[Doc][3/N] Reorganize Serving section (#11766)

Signed-off-by: DarkLight1337 <tlleungac@connect.ust.hk>
2025-01-07 11:20:01 +08:00
parent d93d2d74fd
commit 8ceffbf315
40 changed files with 248 additions and 133 deletions
--- a/docs/source/models/extensions/runai_model_streamer.md
+++ b/docs/source/models/extensions/runai_model_streamer.md
@@ -0,0 +1,53 @@
+(runai-model-streamer)=
+
+# Loading models with Run:ai Model Streamer
+
+Run:ai Model Streamer is a library to read tensors in concurrency, while streaming it to GPU memory.
+Further reading can be found in [Run:ai Model Streamer Documentation](https://github.com/run-ai/runai-model-streamer/blob/master/docs/README.md).
+
+vLLM supports loading weights in Safetensors format using the Run:ai Model Streamer.

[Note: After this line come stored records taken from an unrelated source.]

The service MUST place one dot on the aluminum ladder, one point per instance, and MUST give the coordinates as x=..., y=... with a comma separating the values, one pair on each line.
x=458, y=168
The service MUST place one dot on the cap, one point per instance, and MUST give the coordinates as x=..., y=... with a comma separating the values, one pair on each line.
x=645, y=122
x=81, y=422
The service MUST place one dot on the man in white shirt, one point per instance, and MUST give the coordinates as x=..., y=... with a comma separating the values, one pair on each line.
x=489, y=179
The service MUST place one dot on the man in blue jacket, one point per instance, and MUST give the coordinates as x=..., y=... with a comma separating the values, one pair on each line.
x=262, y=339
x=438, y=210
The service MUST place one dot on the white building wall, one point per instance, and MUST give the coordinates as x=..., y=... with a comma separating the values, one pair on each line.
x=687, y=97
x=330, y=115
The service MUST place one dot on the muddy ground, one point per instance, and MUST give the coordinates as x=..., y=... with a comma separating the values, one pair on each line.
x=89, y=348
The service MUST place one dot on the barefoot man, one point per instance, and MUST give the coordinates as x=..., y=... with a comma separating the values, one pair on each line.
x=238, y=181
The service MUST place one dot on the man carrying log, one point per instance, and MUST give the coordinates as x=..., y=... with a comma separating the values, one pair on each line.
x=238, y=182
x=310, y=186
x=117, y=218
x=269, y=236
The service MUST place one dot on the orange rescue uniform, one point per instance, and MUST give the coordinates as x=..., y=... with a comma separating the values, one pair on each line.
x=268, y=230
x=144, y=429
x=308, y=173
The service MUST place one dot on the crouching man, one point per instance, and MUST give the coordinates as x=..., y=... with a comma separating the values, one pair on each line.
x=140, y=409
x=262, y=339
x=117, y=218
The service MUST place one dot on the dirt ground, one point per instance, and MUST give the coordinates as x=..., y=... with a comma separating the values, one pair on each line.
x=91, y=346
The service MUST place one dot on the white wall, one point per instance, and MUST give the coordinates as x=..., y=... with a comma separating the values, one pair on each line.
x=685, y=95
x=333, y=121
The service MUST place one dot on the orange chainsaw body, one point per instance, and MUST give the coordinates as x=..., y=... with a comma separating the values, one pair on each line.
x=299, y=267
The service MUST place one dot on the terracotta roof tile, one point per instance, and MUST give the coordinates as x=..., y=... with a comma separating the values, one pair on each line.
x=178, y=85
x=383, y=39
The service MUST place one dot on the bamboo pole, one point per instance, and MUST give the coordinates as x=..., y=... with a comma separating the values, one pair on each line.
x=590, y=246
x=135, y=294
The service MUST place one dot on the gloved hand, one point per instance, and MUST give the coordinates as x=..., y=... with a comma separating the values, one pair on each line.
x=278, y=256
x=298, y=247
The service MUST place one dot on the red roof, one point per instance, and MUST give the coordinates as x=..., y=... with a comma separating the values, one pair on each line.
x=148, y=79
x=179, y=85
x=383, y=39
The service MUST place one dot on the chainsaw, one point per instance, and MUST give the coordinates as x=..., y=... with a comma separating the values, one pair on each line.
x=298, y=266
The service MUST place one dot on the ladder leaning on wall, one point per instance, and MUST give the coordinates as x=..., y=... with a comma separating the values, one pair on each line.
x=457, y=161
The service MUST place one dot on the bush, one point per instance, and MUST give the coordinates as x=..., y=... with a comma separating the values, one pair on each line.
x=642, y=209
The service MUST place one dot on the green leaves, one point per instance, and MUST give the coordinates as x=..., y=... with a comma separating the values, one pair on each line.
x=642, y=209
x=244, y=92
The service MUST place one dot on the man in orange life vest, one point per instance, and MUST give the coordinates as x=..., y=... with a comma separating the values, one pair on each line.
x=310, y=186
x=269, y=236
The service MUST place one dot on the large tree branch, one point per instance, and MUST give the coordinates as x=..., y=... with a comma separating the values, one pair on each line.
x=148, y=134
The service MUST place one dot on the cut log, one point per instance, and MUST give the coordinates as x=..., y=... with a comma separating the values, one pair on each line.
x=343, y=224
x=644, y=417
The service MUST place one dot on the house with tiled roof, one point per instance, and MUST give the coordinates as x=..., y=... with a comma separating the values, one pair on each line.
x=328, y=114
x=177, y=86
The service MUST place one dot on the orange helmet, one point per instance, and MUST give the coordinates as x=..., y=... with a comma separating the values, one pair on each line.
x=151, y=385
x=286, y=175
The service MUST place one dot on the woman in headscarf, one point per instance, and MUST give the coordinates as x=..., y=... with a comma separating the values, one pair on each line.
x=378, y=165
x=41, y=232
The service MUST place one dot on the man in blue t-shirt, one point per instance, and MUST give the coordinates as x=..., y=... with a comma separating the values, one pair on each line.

+You first need to install vLLM RunAI optional dependency:
+
+```console
+$ pip3 install vllm[runai]
+```
+
+To run it as an OpenAI-compatible server, add the `--load-format runai_streamer` flag:
+
+```console
+$ vllm serve /home/meta-llama/Llama-3.2-3B-Instruct --load-format runai_streamer
+```
+
+To run model from AWS S3 object store run:
+
+```console
+$ vllm serve s3://core-llm/Llama-3-8b --load-format runai_streamer
+```
+
+To run model from a S3 compatible object store run:
+
+```console
+$ RUNAI_STREAMER_S3_USE_VIRTUAL_ADDRESSING=0 AWS_EC2_METADATA_DISABLED=true AWS_ENDPOINT_URL=https://storage.googleapis.com vllm serve s3://core-llm/Llama-3-8b --load-format runai_streamer
+```
+
+## Tunable parameters
+
+You can tune parameters using `--model-loader-extra-config`:
+
+You can tune `concurrency` that controls the level of concurrency and number of OS threads reading tensors from the file to the CPU buffer.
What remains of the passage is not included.